Leo Lundy, doctorant et auteur principal de l’étude (lui-même vétéran de plus de 400 marathons), explique : « Courir régulièrement sur de longues distances peut renforcer la résilience chez certains, mais augmenter la vulnérabilité chez d’autres. »
Un sous-groupe à haut risque : 8% en dépression sévère et anxiété élevée
Le constat le plus alarmant concerne un sous-groupe spécifique : 8% des coureurs interrogés appartiennent à une catégorie qualifiée de « Dépression sévère et anxiété élevée », dépassant les seuils cliniques sur les deux échelles de mesure validées.
Pour une population qui se perçoit, et est souvent perçue, comme physiquement et psychologiquement exceptionnelle, ce groupe à haut risque mérite une attention particulière.
Plus troublant encore : ce sous-groupe avait couru en moyenne plus de marathons que n’importe quel autre dans l’étude. Bien que la recherche n’ait pas été conçue pour établir une causalité directe, la corrélation entre volume extrême de marathons et symptômes psychologiques élevés soulève des questions difficiles :
Est-ce que l’accumulation de courses masque, voire aggrave, des problèmes de santé mentale sous-jacents ?
La course est-elle utilisée davantage comme mécanisme d’évitement que comme source de plaisir ?
L’étude ne prétend pas trancher définitivement, mais elle suggère fortement que l’entraînement marathon à haute fréquence ne constitue aucune garantie contre les troubles mentaux.
Quatre profils psychologiques identifiés
Grâce à l’analyse de classes latentes, les chercheurs ont distingué quatre profils psychologiques parmi les coureurs :
Dépression minimale et anxiété faible : 33% des participants
Symptômes subcliniques : 41%
Dépression et anxiété modérées : 18%
Dépression sévère et anxiété élevée : 8%
Ces profils révèlent qu’alors qu’un tiers des coureurs semblent s’épanouir émotionnellement, près des deux tiers éprouvent un certain niveau de détresse psychologique. Cette variabilité serait invisible dans une analyse superficielle basée uniquement sur les moyennes de groupe.

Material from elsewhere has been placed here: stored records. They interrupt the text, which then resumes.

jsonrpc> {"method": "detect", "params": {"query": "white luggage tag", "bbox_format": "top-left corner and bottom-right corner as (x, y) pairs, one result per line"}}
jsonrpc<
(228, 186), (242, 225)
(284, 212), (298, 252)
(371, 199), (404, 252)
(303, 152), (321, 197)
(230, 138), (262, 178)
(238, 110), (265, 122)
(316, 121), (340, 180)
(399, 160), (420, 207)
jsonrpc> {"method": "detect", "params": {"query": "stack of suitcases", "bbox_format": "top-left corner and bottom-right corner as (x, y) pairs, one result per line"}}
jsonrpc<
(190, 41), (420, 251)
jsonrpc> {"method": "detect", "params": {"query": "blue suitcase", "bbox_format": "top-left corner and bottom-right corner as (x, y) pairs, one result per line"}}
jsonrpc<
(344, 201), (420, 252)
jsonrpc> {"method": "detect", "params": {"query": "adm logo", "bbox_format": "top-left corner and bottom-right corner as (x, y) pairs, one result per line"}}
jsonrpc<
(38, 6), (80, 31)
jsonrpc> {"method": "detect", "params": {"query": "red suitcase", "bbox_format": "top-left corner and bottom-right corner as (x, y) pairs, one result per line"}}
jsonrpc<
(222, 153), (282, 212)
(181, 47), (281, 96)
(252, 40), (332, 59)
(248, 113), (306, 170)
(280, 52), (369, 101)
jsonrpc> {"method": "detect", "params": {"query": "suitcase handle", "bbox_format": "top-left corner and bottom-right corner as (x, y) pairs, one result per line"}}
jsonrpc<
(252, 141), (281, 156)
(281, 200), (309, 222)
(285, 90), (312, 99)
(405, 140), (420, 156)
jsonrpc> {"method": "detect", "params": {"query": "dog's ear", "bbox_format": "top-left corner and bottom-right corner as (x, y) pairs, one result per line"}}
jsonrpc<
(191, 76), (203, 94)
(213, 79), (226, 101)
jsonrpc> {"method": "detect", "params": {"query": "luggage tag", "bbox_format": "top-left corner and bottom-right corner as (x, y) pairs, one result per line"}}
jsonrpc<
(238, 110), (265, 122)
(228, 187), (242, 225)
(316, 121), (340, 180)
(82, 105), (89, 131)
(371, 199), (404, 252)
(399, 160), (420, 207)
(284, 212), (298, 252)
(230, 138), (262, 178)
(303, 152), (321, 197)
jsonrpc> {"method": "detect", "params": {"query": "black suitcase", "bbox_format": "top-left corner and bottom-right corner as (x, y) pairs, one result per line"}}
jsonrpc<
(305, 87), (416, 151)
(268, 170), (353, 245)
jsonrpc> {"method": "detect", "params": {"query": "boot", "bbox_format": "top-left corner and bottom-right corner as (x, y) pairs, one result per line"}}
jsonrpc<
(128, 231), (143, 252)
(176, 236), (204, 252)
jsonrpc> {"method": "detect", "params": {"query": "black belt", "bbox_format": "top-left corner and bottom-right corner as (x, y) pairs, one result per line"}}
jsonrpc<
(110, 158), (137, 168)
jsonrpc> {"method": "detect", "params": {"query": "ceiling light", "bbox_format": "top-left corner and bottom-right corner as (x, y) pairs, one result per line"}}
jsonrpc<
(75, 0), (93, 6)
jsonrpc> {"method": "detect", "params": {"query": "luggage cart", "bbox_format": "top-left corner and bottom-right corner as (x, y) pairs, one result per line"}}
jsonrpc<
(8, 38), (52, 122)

Différences selon l’âge et le sexe
Les hommes âgés présentent des niveaux d’anxiété significativement plus faibles, en accord avec la recherche montrant que la réactivité émotionnelle tend à diminuer avec l’âge. Cependant, des différences de genre émergent ailleurs.
Les femmes marathoniennes rapportent des scores de dépression significativement plus élevés que les hommes, une tendance également observée dans la population générale.
Cette différence met en lumière une vérité inconfortable : le sport d’endurance tend à célébrer le stoïcisme et l’abnégation. Pour beaucoup, reconnaître une lutte mentale semble briser une règle tacite de la communauté running.
« Le corps et l’esprit sont sous tension constante, et pour certains coureurs, l’habitude devient davantage un mécanisme d’adaptation qu’une joie », explique Lundy. « C’est là que l’épuisement et l’anxiété peuvent s’installer. »
Quand la course devient le stresseur, pas la solution
Bien que la course soit souvent perçue comme une thérapie, cette étude impose un recadrage. Les données confirment ce que de nombreux coureurs murmurent mais disent rarement à voix haute : la course peut parfois être la cause de la tension psychologique, et non la cure.
L’étude n’a pas évalué directement l’addiction à l’exercice, mais note que le groupe présentant les symptômes les plus élevés avait le nombre moyen de marathons le plus important. Cette constatation, combinée aux schémas d’anxiété et d’épuisement, suggère que dans certains cas, l’acte de courir fréquemment peut basculer d’une routine structurée vers une compulsion.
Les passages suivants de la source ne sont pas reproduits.